Written on: 30/04/2006 by m1bjr (1 review written)

Good Points
Service was timely, but two staff waiting our table consecutively was a little worrying. Suggests no organisation or lack of trust between the staff.

Bad Points
The quality and presentation of the food.
The attitude of the owner/manager following criticism of his standards.

General Comments
I have watched the Bathpool Inn try to re-invent itself over recent years, but the 'early bird' and 'bikers night' type hoardings always deterred me. However, my appetite got the better of me after a particularly heavy bout of retail therapy in nearby Taunton.

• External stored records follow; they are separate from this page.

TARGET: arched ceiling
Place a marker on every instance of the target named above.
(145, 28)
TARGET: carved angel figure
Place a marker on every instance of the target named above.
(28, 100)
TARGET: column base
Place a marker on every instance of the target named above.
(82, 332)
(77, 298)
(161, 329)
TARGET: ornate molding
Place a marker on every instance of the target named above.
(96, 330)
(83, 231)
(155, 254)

Initial impression was of a nice looking, but fairly common-place, reproduction country kitchen. Although only apparently waiting about a third of available covers, it was suggested we should book as they were very busy. However, a table was found, drinks order taken and delivered promptly. The menu would hardly stretch most competent chefs, but with a small menu I find the dishes are often practiced to a much higher standard, so it is hardly a negative point.

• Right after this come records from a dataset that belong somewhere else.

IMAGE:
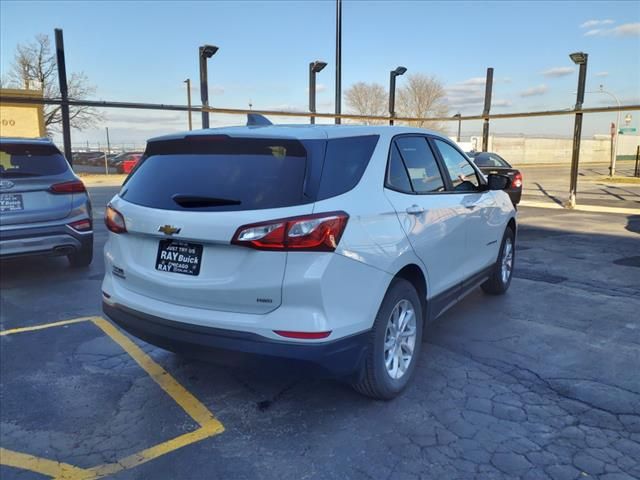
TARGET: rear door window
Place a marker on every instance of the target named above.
(20, 160)
(421, 164)
(397, 176)
(462, 174)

Food arrived within a reasonable time, but was very obviously not prepared correctly. Bowls of Penne pasta were so overcooked they ovalled and went flat within minutes. The promised garlic Ciabatta consisted of four very small slices between two, and required wringing out before being edible. The 'crisp salad' was most definitely a breach of the trade descriptions act. Aside the fact I felt we should have been served a bowl each. Browning lettuce was thinly disguised under a large ladle of dressing, which may have been honey-mustard but remains unconfirmed. I did notice about 1/8" of dressing in the base of the small oval salad dish at about the halfway point. Interesting presentation, but with no choice of what and how much.



Oddly the pasta sauce was advertised as Mushroom and Stilton, although the Stilton was most noticeable by its absence from the dish.



We managed about half of the dish each, and suggested to our waitress (one of two, remember) that all was not as it should be.



Now, I'm not entirely sure who the large red-faced old chap was who approached us, but it's fair to assume he was the owner. Without even letting us finish our criticisms of his chefs ability, he waved his hands in the air, said loudly "You can have it all for nothing" and strutted off. No doubt to pour another richly deserved glass of cider.



So, an interesting dining experience this one, and I have had many. Working one time as a chef does not ordinarily imply I am hyper-critical of others talents, but when I cross paths with such behaviour from a businessman it always makes me sad. For there is only one way a business run in this manner can go.